I got myself started on the treadmill with one of those training programs where you walk, then run for a short period of time, then walk again. I have never watched a clock more intensely than when I would run those couple of minutes, all the while thinking how impressive it was that I hadn’t taken a breath in a full two minutes. I could only focus on one thing at a time, so at first I focused on my legs and breathing was left by the wayside (I figured: I breath everyday, but my legs haven’t run since cooties were a health concern). Surely breathing was overrated anyway.

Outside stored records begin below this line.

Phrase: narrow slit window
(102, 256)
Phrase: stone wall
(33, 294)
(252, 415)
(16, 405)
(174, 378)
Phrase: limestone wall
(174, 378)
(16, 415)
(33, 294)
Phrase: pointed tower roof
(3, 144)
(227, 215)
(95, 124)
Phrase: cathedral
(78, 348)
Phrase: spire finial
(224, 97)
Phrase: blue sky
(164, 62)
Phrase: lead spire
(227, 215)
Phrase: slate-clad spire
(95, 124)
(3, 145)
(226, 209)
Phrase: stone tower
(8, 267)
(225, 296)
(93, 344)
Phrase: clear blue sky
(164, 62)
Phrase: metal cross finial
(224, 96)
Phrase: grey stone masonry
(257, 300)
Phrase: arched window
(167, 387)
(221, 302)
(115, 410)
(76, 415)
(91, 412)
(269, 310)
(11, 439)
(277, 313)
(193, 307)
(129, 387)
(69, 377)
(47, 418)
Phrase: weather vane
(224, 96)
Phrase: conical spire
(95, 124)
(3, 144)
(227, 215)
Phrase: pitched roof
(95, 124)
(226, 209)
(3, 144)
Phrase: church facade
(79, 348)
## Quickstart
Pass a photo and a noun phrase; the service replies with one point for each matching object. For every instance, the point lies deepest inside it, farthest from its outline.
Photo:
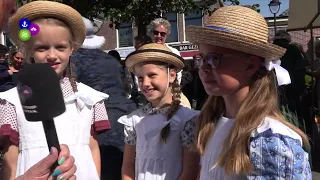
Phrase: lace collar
(148, 109)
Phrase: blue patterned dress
(276, 153)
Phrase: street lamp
(274, 7)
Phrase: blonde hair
(261, 102)
(27, 48)
(176, 95)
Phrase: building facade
(122, 39)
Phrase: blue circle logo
(24, 23)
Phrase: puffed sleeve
(130, 136)
(278, 156)
(100, 121)
(8, 122)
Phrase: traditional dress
(85, 115)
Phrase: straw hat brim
(153, 55)
(93, 42)
(235, 41)
(47, 9)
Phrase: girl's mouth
(54, 65)
(148, 91)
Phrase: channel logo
(27, 29)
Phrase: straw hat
(154, 52)
(45, 9)
(237, 28)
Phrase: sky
(264, 8)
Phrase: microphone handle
(52, 138)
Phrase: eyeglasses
(4, 56)
(213, 60)
(163, 34)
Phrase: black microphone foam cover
(40, 92)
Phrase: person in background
(41, 170)
(192, 86)
(137, 95)
(15, 62)
(126, 77)
(101, 71)
(6, 82)
(141, 40)
(159, 29)
(293, 62)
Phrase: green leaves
(141, 12)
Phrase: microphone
(41, 99)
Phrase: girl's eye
(61, 48)
(41, 49)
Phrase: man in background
(159, 29)
(100, 71)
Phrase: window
(172, 18)
(193, 18)
(125, 36)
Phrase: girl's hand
(41, 171)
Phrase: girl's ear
(172, 75)
(72, 49)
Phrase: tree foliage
(141, 12)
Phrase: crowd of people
(153, 115)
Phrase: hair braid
(72, 76)
(176, 91)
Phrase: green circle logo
(24, 34)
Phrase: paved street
(315, 176)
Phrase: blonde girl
(241, 134)
(159, 135)
(62, 31)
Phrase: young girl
(159, 135)
(62, 31)
(241, 134)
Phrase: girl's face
(153, 82)
(52, 45)
(225, 71)
(18, 58)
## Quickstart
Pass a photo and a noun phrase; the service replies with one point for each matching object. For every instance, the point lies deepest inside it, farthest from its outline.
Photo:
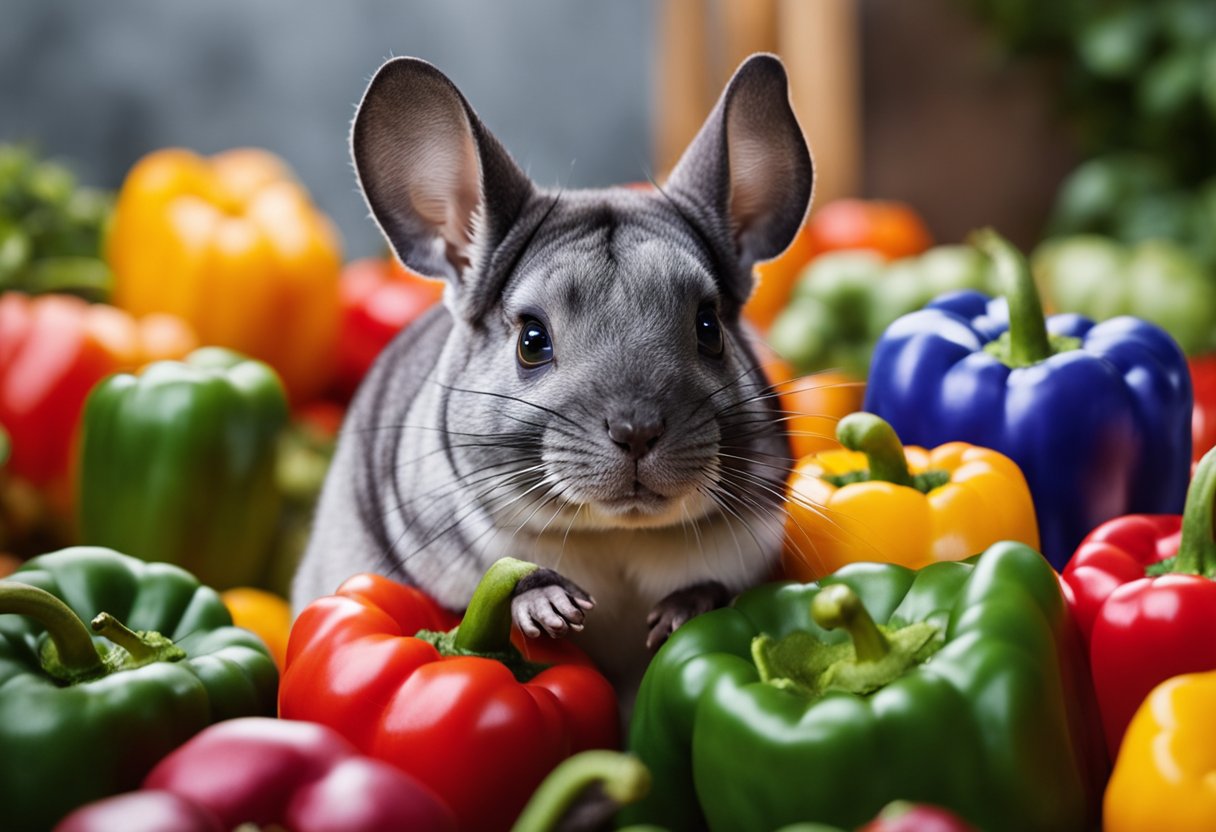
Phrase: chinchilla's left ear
(747, 178)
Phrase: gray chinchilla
(586, 397)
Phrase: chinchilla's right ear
(439, 185)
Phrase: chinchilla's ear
(439, 185)
(747, 176)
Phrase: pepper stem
(114, 631)
(623, 777)
(877, 439)
(487, 624)
(1029, 342)
(78, 657)
(838, 607)
(1197, 550)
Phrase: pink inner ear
(758, 174)
(444, 180)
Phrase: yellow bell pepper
(234, 246)
(877, 500)
(1165, 776)
(263, 613)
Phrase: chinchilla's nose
(635, 431)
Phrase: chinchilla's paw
(675, 610)
(546, 601)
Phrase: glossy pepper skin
(1097, 416)
(988, 726)
(380, 297)
(1203, 417)
(378, 663)
(879, 501)
(74, 730)
(845, 299)
(231, 243)
(1144, 594)
(178, 464)
(297, 776)
(52, 350)
(1164, 776)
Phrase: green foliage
(51, 229)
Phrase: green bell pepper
(967, 693)
(84, 717)
(178, 465)
(845, 299)
(1155, 280)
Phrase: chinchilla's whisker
(697, 406)
(460, 484)
(420, 457)
(508, 398)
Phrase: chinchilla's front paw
(675, 610)
(546, 601)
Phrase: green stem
(77, 653)
(1197, 550)
(487, 624)
(1028, 326)
(838, 607)
(623, 777)
(877, 439)
(114, 631)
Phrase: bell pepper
(1203, 416)
(84, 717)
(890, 229)
(235, 246)
(1164, 776)
(877, 500)
(814, 404)
(956, 685)
(378, 297)
(52, 350)
(1144, 595)
(1155, 280)
(265, 773)
(1097, 416)
(474, 712)
(845, 299)
(264, 614)
(178, 465)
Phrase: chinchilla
(586, 397)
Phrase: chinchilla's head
(597, 374)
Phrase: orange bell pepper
(263, 613)
(54, 348)
(1165, 776)
(812, 405)
(235, 246)
(879, 501)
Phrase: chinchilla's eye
(709, 332)
(535, 346)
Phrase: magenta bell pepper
(300, 776)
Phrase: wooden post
(820, 44)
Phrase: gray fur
(452, 455)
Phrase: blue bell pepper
(1097, 416)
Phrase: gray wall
(563, 83)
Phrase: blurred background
(913, 101)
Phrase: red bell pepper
(476, 712)
(1144, 596)
(266, 771)
(52, 350)
(1203, 417)
(378, 297)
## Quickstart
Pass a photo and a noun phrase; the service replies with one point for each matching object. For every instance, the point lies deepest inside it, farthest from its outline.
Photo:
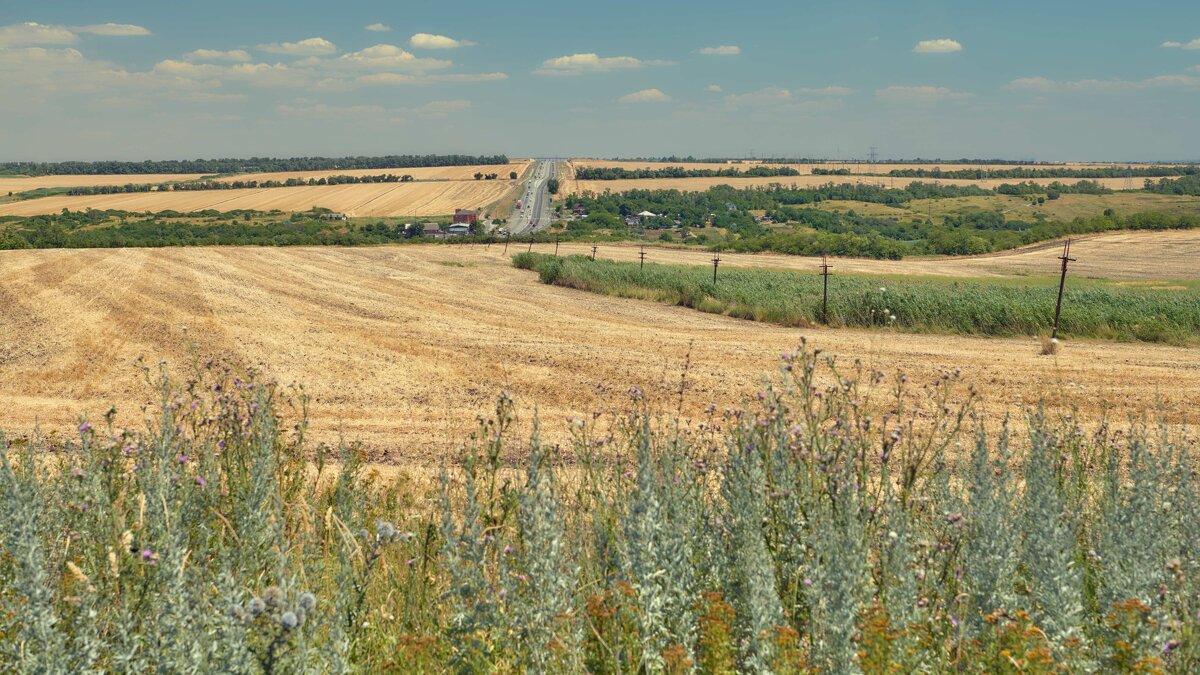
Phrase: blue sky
(1096, 79)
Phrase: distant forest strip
(1026, 173)
(97, 230)
(618, 173)
(252, 165)
(954, 306)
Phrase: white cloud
(21, 35)
(1188, 45)
(389, 57)
(720, 51)
(307, 47)
(427, 41)
(779, 96)
(580, 64)
(940, 46)
(645, 96)
(825, 90)
(114, 30)
(438, 109)
(922, 94)
(239, 55)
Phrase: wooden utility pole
(1062, 284)
(825, 299)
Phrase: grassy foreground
(925, 305)
(816, 529)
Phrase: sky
(1063, 79)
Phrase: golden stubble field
(403, 346)
(421, 198)
(1129, 256)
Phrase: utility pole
(825, 300)
(1062, 284)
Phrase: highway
(535, 211)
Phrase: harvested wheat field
(1155, 256)
(700, 184)
(429, 198)
(418, 173)
(403, 346)
(15, 184)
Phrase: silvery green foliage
(33, 641)
(472, 598)
(840, 580)
(1134, 529)
(658, 553)
(545, 603)
(991, 542)
(751, 586)
(1048, 548)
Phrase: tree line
(198, 185)
(252, 165)
(1026, 173)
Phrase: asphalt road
(535, 211)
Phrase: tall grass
(840, 521)
(969, 308)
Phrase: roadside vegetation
(841, 521)
(918, 305)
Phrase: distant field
(1127, 255)
(361, 199)
(10, 184)
(419, 173)
(1066, 208)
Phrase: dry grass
(364, 199)
(1169, 255)
(402, 351)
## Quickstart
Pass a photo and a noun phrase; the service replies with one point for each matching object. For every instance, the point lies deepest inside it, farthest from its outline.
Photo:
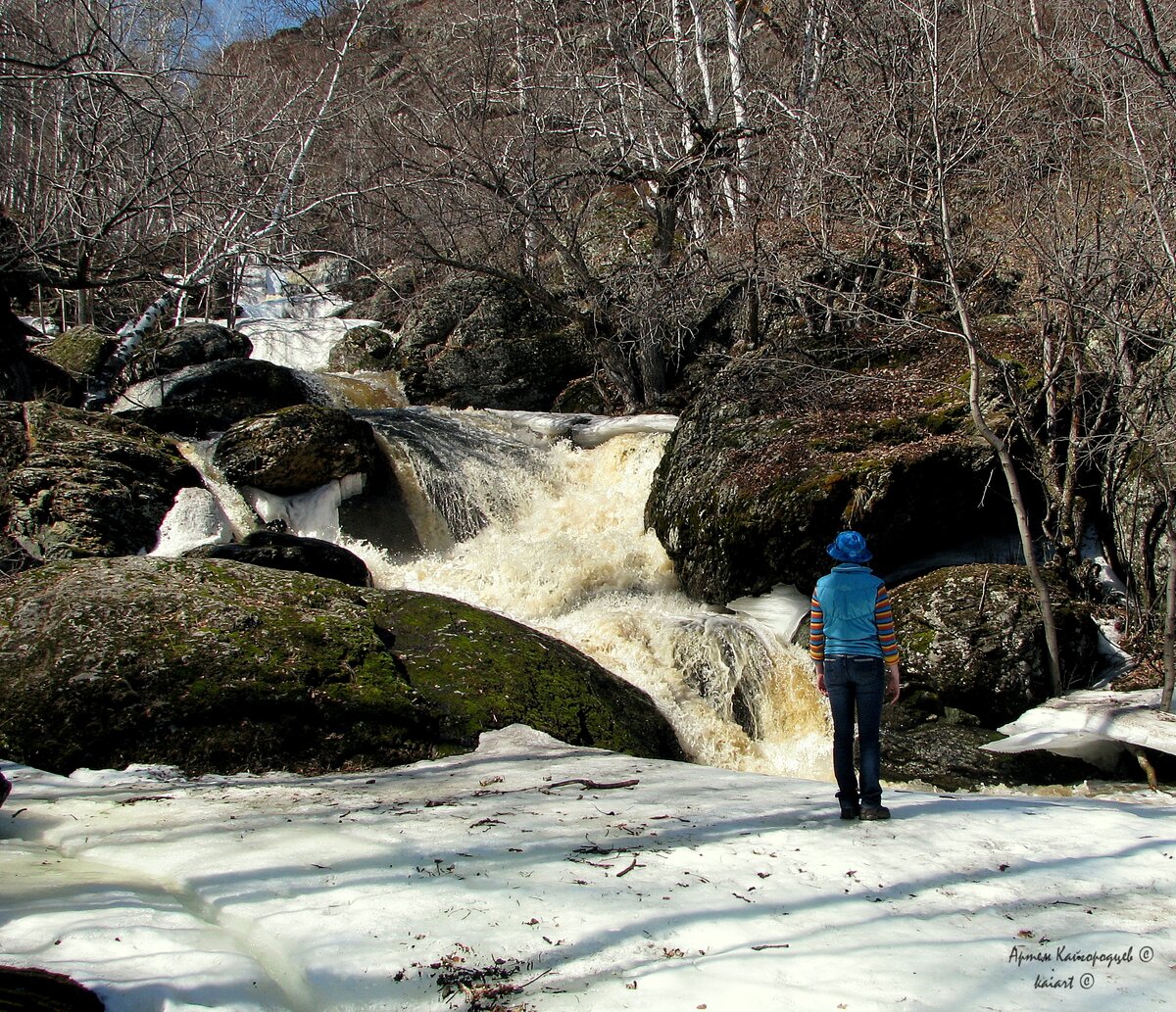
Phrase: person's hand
(892, 689)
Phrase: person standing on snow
(856, 651)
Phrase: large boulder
(948, 754)
(188, 345)
(777, 457)
(212, 665)
(476, 342)
(974, 643)
(295, 449)
(280, 551)
(87, 484)
(199, 400)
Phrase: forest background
(995, 175)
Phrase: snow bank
(1093, 724)
(577, 880)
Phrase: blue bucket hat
(850, 547)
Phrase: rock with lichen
(213, 665)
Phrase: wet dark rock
(33, 989)
(212, 665)
(363, 349)
(288, 552)
(295, 449)
(199, 400)
(950, 756)
(28, 376)
(187, 345)
(476, 342)
(87, 484)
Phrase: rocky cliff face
(777, 457)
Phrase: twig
(595, 786)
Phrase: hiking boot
(874, 813)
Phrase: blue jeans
(857, 683)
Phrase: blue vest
(848, 599)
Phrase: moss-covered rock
(199, 400)
(973, 641)
(193, 343)
(476, 342)
(950, 756)
(89, 484)
(776, 458)
(295, 449)
(216, 665)
(81, 351)
(363, 349)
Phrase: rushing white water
(541, 517)
(564, 549)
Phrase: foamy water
(567, 553)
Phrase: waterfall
(541, 517)
(560, 545)
(466, 466)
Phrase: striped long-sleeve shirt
(883, 627)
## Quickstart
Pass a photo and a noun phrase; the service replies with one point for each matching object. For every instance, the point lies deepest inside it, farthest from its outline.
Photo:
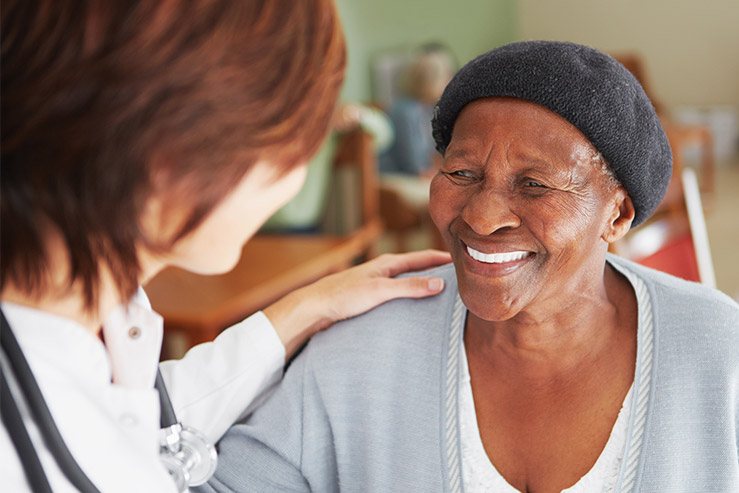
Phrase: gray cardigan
(371, 405)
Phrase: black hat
(589, 89)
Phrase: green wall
(468, 27)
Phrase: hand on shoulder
(352, 292)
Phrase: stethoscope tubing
(41, 415)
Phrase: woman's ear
(621, 217)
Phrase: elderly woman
(548, 364)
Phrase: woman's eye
(460, 174)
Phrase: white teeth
(496, 258)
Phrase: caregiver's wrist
(296, 318)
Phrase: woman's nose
(489, 211)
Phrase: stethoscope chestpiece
(187, 455)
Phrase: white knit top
(480, 475)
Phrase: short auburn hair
(102, 100)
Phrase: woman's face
(522, 208)
(214, 247)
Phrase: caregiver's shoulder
(394, 325)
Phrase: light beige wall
(691, 47)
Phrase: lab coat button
(128, 420)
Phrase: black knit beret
(588, 88)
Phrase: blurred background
(368, 186)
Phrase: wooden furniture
(199, 307)
(681, 137)
(675, 242)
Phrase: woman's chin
(212, 266)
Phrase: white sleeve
(218, 382)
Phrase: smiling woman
(547, 365)
(523, 209)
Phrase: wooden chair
(674, 242)
(196, 308)
(681, 136)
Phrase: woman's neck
(559, 338)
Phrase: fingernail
(435, 284)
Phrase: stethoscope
(186, 454)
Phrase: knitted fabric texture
(589, 89)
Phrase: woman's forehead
(515, 114)
(526, 128)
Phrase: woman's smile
(498, 261)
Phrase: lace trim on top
(480, 475)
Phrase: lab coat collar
(130, 355)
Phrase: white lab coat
(102, 396)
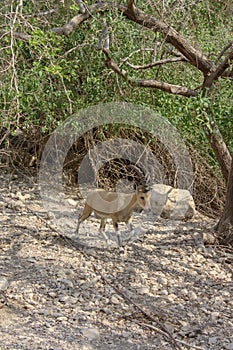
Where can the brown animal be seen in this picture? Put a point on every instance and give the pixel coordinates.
(117, 206)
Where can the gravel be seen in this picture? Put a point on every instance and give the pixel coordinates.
(57, 293)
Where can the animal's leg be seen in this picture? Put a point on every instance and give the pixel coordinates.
(129, 224)
(102, 229)
(85, 214)
(115, 225)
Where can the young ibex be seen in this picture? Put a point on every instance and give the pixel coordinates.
(117, 206)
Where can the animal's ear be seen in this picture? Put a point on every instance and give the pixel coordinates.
(142, 189)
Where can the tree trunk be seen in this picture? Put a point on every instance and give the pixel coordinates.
(224, 227)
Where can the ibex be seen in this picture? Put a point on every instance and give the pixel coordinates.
(117, 206)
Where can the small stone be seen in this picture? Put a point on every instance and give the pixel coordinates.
(114, 300)
(91, 333)
(4, 284)
(143, 290)
(213, 340)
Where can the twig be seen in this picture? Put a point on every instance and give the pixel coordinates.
(177, 340)
(158, 63)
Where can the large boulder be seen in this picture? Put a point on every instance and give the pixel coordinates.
(171, 203)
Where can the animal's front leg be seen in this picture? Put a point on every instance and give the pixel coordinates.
(102, 230)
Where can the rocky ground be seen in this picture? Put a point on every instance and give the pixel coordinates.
(164, 290)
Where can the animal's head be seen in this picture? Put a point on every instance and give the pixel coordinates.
(142, 196)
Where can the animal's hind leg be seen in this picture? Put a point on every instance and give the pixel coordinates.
(115, 224)
(85, 214)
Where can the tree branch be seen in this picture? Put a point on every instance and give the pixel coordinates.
(193, 56)
(217, 72)
(157, 63)
(173, 89)
(80, 18)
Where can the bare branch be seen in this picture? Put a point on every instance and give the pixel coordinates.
(157, 63)
(130, 6)
(193, 56)
(223, 51)
(173, 89)
(16, 35)
(81, 6)
(80, 18)
(104, 40)
(216, 73)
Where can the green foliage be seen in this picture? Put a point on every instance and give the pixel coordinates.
(53, 76)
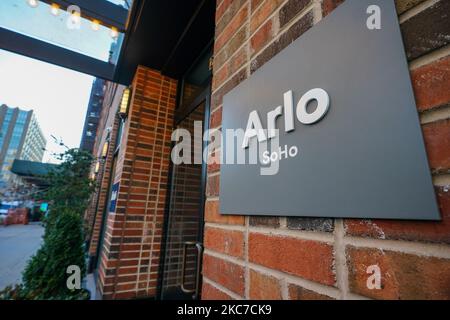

It wasn’t long until I got off the treadmill and started running outside. This is where I was introduced to the runner’s arch enemy–the dog on a 40 foot retractable leash. The 40 foot dog leash–for people who want to take their dog for a walk, but don’t want to be seen with it. The only thing worse than the 40 foot leash is the unleashed dog. I encountered more than my fair share of unleashed dogs when I began running outside. I would be running along at my happy pace and a dog would appear. Fortunately, I’m known for my catlike reflexes and I would jump over the dog. Unfortunately, jumping always seemed to trigger my swear reflex and I would string together obscene words and phrases that I’m still not entirely sure even made sense. I got into so many altercations while running that I contemplated running in a disguise. I thought a nice Amish beard would do the trick; no one would ever suspect the Amish to be swearing like a truck driver.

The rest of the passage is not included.